Once the Tuberia compiler has generated the code for the data pipeline, it is up to the user to decide what to do with it. The generated code can be deployed to the target orchestrator and executed to run the pipeline, or it can be modified or extended by the user as needed. It is important to note that the generated code may not always work, and the user may need to make additional changes or adjustments in his/her infrastructure to get it working as desired. For example, if the generated code is using an Airflow operator that is not installed in your Airflow environment you will get error if you try to execute the generated code.

Advanced usage

In addition to being able to generate code for the pipeline, having access to the DAG representation of the pipeline can also provide other advantages. For example, you can use the DAG to generate documentation for the pipeline, which can be useful for other members of your team who need to understand the pipeline's structure and dependencies.

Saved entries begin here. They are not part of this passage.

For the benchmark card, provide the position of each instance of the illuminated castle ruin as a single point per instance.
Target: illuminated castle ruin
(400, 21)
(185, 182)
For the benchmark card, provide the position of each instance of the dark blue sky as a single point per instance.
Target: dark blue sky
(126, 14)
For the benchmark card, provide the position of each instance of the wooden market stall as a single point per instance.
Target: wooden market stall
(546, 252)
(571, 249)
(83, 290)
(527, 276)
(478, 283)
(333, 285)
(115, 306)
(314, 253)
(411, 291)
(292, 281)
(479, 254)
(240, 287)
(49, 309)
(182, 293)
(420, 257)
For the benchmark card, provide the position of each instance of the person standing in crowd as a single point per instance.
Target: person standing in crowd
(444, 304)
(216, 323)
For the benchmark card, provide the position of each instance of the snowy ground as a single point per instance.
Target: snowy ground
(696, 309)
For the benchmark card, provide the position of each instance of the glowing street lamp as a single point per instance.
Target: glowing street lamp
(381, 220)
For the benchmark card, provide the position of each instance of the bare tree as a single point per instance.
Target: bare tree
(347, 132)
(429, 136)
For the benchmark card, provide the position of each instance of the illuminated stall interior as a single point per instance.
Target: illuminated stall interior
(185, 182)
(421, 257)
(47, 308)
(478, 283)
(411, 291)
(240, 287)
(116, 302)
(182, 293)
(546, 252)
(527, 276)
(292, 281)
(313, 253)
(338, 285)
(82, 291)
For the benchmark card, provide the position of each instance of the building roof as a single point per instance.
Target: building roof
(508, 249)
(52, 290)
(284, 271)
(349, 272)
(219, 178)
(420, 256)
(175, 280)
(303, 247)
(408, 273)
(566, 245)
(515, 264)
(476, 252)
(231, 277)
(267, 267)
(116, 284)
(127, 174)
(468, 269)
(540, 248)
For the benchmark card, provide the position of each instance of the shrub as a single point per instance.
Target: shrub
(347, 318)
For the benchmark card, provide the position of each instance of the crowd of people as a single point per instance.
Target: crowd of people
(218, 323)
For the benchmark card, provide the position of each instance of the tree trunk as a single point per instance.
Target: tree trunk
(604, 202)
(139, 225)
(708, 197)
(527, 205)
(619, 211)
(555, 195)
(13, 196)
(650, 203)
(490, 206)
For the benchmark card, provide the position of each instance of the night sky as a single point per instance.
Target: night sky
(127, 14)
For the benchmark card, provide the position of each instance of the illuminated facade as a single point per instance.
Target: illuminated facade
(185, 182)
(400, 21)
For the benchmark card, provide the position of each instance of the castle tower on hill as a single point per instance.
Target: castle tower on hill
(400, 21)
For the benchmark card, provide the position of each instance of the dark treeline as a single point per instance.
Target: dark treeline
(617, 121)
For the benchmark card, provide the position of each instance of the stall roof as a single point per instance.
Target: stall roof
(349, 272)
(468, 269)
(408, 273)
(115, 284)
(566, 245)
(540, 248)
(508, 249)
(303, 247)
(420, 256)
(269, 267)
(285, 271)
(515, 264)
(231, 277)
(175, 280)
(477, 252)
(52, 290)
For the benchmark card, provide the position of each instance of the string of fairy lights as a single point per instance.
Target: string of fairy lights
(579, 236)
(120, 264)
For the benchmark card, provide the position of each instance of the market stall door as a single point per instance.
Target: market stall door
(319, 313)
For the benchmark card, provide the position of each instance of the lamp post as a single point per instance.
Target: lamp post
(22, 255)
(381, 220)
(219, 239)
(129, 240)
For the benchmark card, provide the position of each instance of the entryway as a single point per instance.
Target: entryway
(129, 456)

Additionally, the DAG can be used to generate extra steps in your pipelines , such as checking the schema of the data being processed match the expected one or checking the quality of the data to ensure that it meets certain criteria.

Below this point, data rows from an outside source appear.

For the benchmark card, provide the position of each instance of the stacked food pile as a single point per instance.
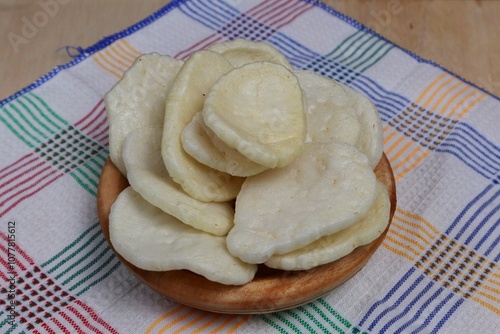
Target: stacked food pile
(236, 159)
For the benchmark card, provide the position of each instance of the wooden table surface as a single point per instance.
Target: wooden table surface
(461, 35)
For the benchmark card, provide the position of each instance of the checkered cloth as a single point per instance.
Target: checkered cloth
(436, 271)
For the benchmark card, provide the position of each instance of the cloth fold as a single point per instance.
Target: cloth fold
(436, 271)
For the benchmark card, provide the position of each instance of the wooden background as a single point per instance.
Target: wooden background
(461, 35)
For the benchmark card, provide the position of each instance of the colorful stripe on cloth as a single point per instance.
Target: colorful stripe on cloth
(437, 269)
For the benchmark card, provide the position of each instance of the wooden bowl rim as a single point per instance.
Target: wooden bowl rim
(270, 291)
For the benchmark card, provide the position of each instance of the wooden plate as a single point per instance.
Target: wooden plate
(271, 290)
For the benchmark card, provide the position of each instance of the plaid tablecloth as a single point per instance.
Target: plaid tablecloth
(436, 271)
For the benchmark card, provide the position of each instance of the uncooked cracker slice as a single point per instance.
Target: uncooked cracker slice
(334, 246)
(200, 143)
(185, 99)
(138, 99)
(336, 112)
(151, 239)
(148, 176)
(328, 188)
(258, 109)
(241, 51)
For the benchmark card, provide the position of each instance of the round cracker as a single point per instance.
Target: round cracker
(148, 176)
(185, 99)
(334, 246)
(153, 240)
(138, 99)
(328, 188)
(258, 110)
(202, 144)
(336, 112)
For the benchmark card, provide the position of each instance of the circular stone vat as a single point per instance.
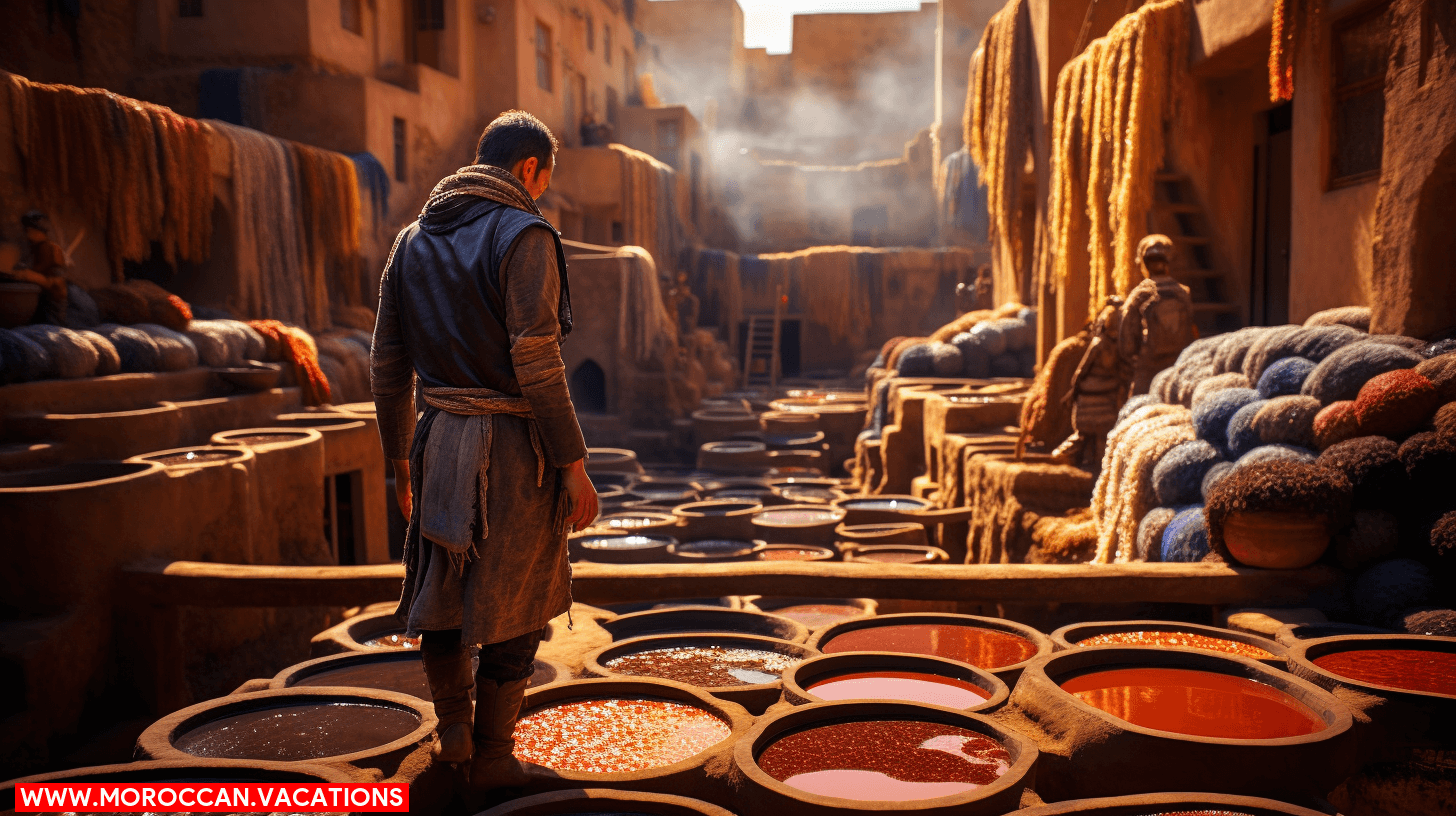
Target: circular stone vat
(1184, 720)
(1171, 805)
(364, 727)
(864, 756)
(717, 519)
(881, 509)
(619, 548)
(1169, 634)
(743, 669)
(798, 523)
(1413, 676)
(1002, 647)
(715, 550)
(797, 552)
(642, 733)
(817, 612)
(890, 676)
(602, 802)
(897, 554)
(703, 620)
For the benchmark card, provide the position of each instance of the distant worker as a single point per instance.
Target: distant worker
(1156, 318)
(475, 302)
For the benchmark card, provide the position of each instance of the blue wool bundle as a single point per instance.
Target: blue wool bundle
(1284, 376)
(990, 337)
(916, 362)
(945, 360)
(1242, 436)
(1178, 475)
(1213, 413)
(1150, 532)
(1215, 475)
(136, 348)
(1187, 536)
(1006, 365)
(22, 359)
(1341, 375)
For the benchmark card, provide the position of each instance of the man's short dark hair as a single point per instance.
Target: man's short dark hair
(513, 137)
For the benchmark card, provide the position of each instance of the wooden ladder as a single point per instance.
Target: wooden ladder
(760, 362)
(1177, 214)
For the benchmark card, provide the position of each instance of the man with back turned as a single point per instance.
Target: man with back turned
(492, 472)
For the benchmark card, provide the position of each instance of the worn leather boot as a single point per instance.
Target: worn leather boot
(495, 710)
(450, 679)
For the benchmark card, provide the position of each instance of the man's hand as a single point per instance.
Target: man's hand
(402, 493)
(581, 496)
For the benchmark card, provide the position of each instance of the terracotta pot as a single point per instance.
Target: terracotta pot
(1075, 634)
(798, 679)
(1276, 541)
(753, 697)
(705, 620)
(1100, 746)
(990, 656)
(765, 794)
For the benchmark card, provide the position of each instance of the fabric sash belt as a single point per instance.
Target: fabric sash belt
(457, 462)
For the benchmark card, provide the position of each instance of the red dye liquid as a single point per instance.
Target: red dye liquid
(1203, 704)
(984, 649)
(1411, 669)
(885, 761)
(915, 687)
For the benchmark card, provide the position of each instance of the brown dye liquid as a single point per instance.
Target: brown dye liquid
(291, 733)
(984, 649)
(1411, 669)
(1203, 704)
(885, 761)
(1184, 640)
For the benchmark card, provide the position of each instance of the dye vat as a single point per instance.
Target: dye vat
(616, 735)
(1204, 704)
(299, 732)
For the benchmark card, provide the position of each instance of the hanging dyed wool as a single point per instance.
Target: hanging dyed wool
(1107, 144)
(999, 118)
(302, 353)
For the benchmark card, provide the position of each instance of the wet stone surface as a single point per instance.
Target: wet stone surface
(885, 759)
(1183, 640)
(616, 735)
(706, 666)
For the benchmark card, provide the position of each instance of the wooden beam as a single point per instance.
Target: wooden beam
(191, 583)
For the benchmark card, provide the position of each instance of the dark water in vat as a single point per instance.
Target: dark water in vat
(1413, 669)
(984, 649)
(915, 687)
(1203, 704)
(291, 733)
(885, 761)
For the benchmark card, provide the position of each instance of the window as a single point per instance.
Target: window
(1362, 47)
(351, 16)
(543, 60)
(430, 15)
(399, 150)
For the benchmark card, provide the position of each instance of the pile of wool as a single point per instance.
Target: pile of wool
(1187, 536)
(175, 350)
(1279, 487)
(1395, 402)
(67, 353)
(1284, 376)
(1344, 372)
(1353, 316)
(1178, 475)
(136, 348)
(21, 359)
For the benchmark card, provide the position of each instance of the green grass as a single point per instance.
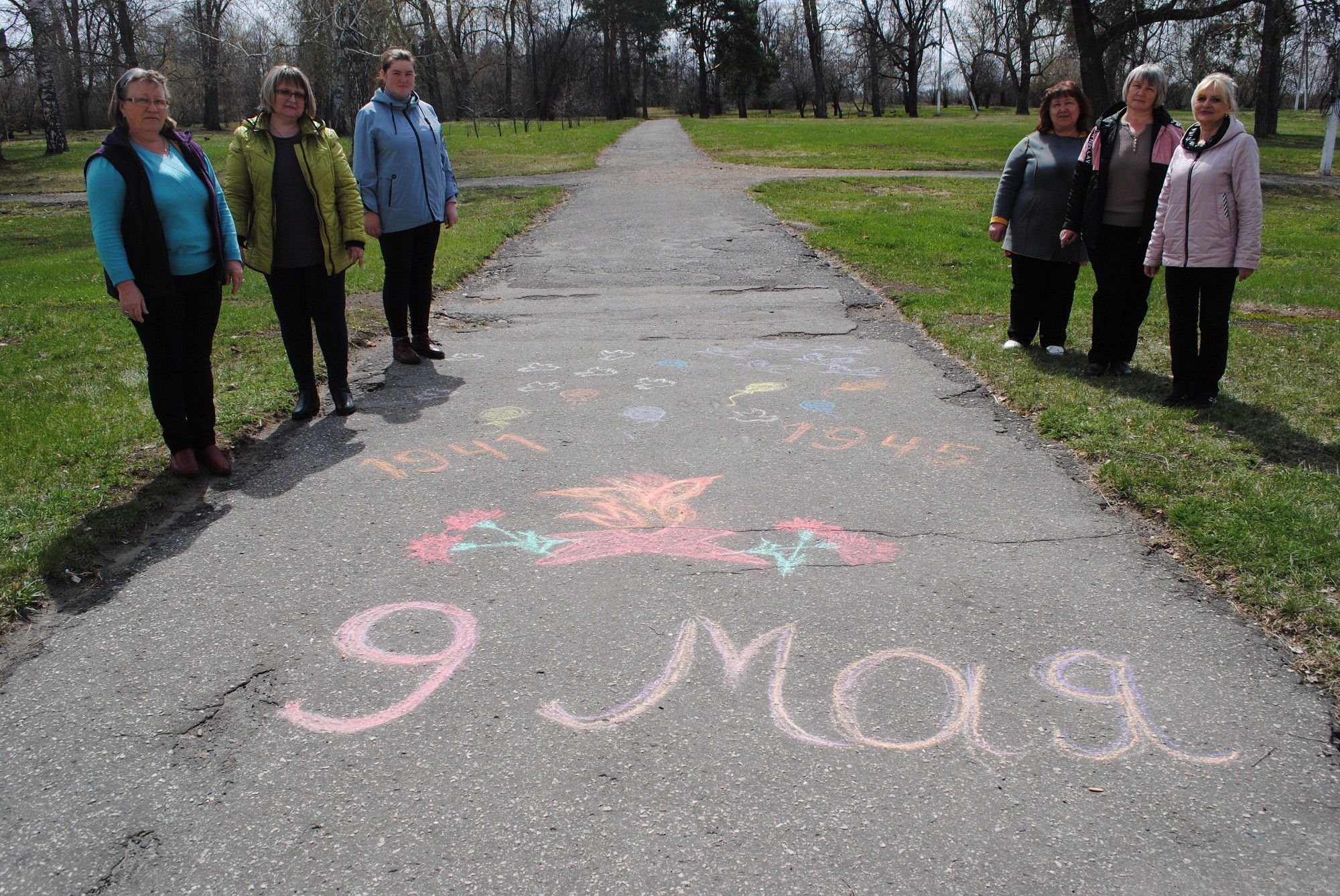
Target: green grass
(1252, 488)
(84, 459)
(955, 141)
(27, 169)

By leveraging the DAG representation of the pipeline, Tuberia can help users to create more robust and well-documented data pipelines.

Conclusion

Overall, the design of a data pipeline using Tuberia would involve creating Python objects representing pipeline steps, using a compiler to generate code or configuration files for the target orchestrator. This design would allow users to easily define and deploy data pipelines using Python objects, without having to manually write code or configuration files for the target orchestration platform.

This TEP is an initial proposal for the design of the Tuberia compiler, and it is subject to change and modification. The ideas and concepts presented in this TEP are intended to serve as a starting point for discussion and further development, and are not intended to be definitive or final. As such, it is possible that some of the ideas and proposals in this TEP may be refined, expanded upon, or even removed in future TEPs.